That's one of the reasons why we now have 64 bit and PAE. The physical address space as well as the linear memory map in the kernel's 2 GB half were quickly consumed by I/O devices, particularly video cards.
Even still it's possible to map 100 GB in a 4 GB window or even a 4k window. You don't have to map everything at once. You can map portions of it via paging and you can map portions of physical memory with bank switching. Even VGA did this to map 256K and 512k as 4+ pages of 64k at a time in the original EGA reserved space (A0000-AFFFF) without requiring more address space. SVGA cards gave you the option of mapping any 64k portion of 1MB or more VRAM in real mode or giving you a linear frame buffer address with all of it accessible in protected mode.
Also the more complex a peripheral is the less I/O and memory addresses it potentially uses for it's host accessible registers.
Even VGA had so many registers that it kept them internal and only presented a handful of index and data registers to the host. The register set and memory address space is fairly small as it was designed to slot in existing EGA/CGA reservations.
You can do anything with just 1 mapped register if you really wanted.
write index of register you want to set
write data to set that register to
write index of register you want to read
read data of register
All at the same address to the host CPU.
As I've stated before, most systems today use a single FIFO port that you write packets too. The packets may have 100s of commands and sub commands and direct internal register set/get options. Maybe a external status register to see how full the FIFO is, read fence flags, ISR status, etc.
You can write to 4 GB memory using only 2 registers if you designed that way. All you'd need is a 32 bit auto incrementing address register and a data register. You set your address in A then read or write your data to B. Internally the data you write at B is written to the address in A then A is incremented. So you would just set A to 0 then write 4 GB of data to B.
Not necessarily what a PC does but demonstrates that how you communicate with I/O devices is entirely up to the designers.
We've been over this again and again. All that's going on, no matter which of 100 ways you do it, or what kind of device you are talking to, is address decoding logic is driving data or reading data off the data bus when a particular device is selected, and is disconnected from the bus when it's not being selected. This hasn't changed since like 1970. You can modernize buses with point to point serial networks and have high speed differential transceivers and encode addressing and data and control in band as packets, but it's ultimately all the same concept and now you are just communicating with a bus bridge that translates the parallel<>serial signals.

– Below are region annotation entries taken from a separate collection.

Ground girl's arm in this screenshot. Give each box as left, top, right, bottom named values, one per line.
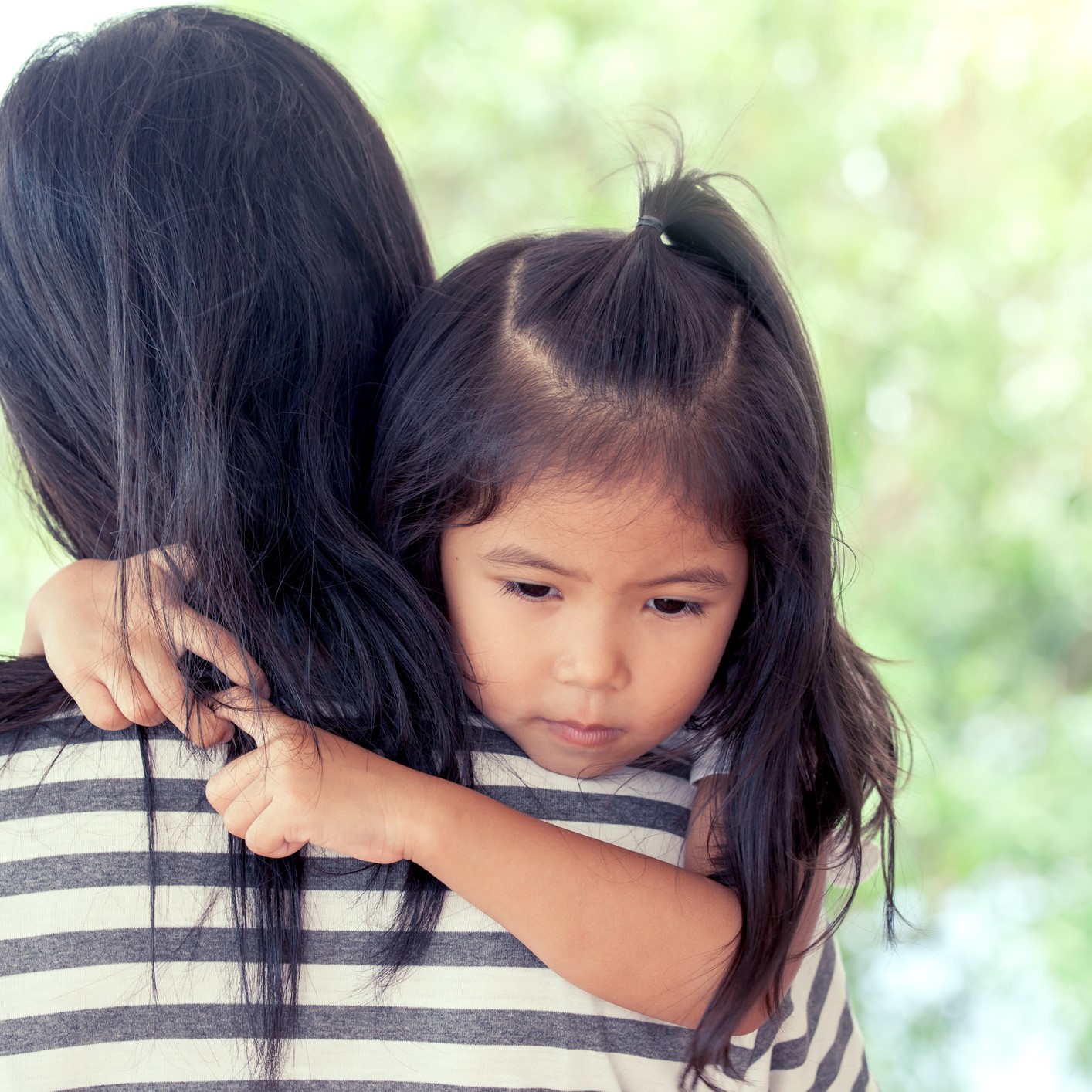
left=23, top=561, right=821, bottom=1034
left=208, top=694, right=821, bottom=1034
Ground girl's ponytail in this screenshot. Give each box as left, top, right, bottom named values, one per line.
left=375, top=156, right=900, bottom=1080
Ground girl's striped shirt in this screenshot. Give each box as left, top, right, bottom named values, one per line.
left=0, top=717, right=876, bottom=1092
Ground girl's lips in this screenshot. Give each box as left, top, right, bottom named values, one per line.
left=543, top=717, right=622, bottom=747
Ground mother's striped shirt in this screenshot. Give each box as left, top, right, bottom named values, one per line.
left=0, top=717, right=875, bottom=1092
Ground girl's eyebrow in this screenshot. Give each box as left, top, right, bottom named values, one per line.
left=482, top=546, right=731, bottom=588
left=641, top=565, right=731, bottom=588
left=482, top=546, right=588, bottom=580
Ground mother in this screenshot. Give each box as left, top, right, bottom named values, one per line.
left=0, top=8, right=869, bottom=1089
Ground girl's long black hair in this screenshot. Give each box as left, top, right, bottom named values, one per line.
left=0, top=6, right=470, bottom=1077
left=374, top=163, right=901, bottom=1079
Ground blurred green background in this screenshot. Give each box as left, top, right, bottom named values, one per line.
left=0, top=0, right=1092, bottom=1092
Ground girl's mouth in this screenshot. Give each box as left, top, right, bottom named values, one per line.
left=543, top=717, right=622, bottom=747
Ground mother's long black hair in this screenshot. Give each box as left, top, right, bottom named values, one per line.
left=374, top=165, right=900, bottom=1077
left=0, top=6, right=469, bottom=1074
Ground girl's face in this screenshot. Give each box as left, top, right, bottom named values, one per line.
left=440, top=477, right=748, bottom=776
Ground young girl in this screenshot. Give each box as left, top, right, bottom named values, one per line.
left=21, top=169, right=897, bottom=1089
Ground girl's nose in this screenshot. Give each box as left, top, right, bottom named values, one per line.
left=554, top=629, right=630, bottom=690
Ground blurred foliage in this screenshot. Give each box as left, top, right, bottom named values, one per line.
left=0, top=0, right=1092, bottom=1092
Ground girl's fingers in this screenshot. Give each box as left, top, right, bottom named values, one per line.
left=221, top=792, right=269, bottom=845
left=171, top=605, right=270, bottom=698
left=71, top=678, right=132, bottom=731
left=246, top=806, right=307, bottom=857
left=132, top=642, right=235, bottom=747
left=205, top=751, right=266, bottom=815
left=110, top=663, right=166, bottom=728
left=210, top=687, right=300, bottom=746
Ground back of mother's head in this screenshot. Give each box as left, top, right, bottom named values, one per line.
left=0, top=8, right=470, bottom=1071
left=0, top=8, right=459, bottom=761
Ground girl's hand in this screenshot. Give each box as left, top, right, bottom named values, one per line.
left=19, top=549, right=269, bottom=747
left=205, top=689, right=426, bottom=865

For something as powerful as a GPU, a queued asynchronous FIFO is the only way to go. The host CPU just shoves commands there as fast as the device can accept them. Better yet the host CPU can create and chain together command packet streams in it's own RAM, anything from draw commands to state changes, double buffered, then program the GPU to initiate a DMA to stuff the FIFO itself and pull it from RAM all by itself. The host CPU can begin the next batch by starting a new command stream in another section of memory while the GPU's bus master DMA is stuffing itself with the previous one. The DMA on the device can be smart enough to read tags in the command stream and jump to the next linked command stream when it's done, or to pull in and interleave multiple separate streams (scatter/gather operation) in numerous ways.
You typically have a status register that you can read at a separate address that tells you the FIFO depth, busy status, DMA channel status, ISR status, drawing status, command completion status, user fence status that lets you know when a special "let me know when you have got to this point in the command stream" "fence" command that flags a status register or causes an interrupt so you can do things like synchronize texture and state changes asynchronously, the possibilities are really endless. Multiple independent FIFOs are not out of the question either. For example, one FIFO is DMAing into itself a display list of draw commands, while another FIFO is DMAing in texture data, and packing/unpacking the RGBA format to something else, and writing it to an offscreen portion of GPU RAM in preparation for use in a future display list. Meanwhile the fence tag that you purposely placed at the end of your previous frame has been reached, the GPU is bugging you about it that it's done, and you reply with a packet to swap the active display address to show the completed frame.
Also your second FIFO has completed uploading the texture, so at some point in whatever your current command stream you are building you can insert a tag into your next command stream to select the address where you sent that texture on one of your internal texture address registers, along with width, height, clamping perimeters, sampling modes, etc. and use it.
Your goal as a GPU programmer at this point is to make sure those FIFOs never go idle and to make sure you never have any dependency stalls by careful scheduling and ordering of your commands. This means double or even triple buffering command streams, abusing DMA and fences/interrupts for concurrency, loading dependent objects ahead of time before they are needed, batching up state changes to minimize interrupting the GPU and causing it to reset/flush to change gears, etc. But you also don't want to keep it too busy to the point that the host CPU is too far ahead and is creating packets faster than the GPU can consume them.

Pretty sure with modern GPUs being so ridiculous now that this is practically impossible anyway. The fastest CPU can't send data to the fastest GPU fast enough, and much of it is overhead imposed by the API like Direct 3D function calls and the excessive kernel syscalls and context changes required.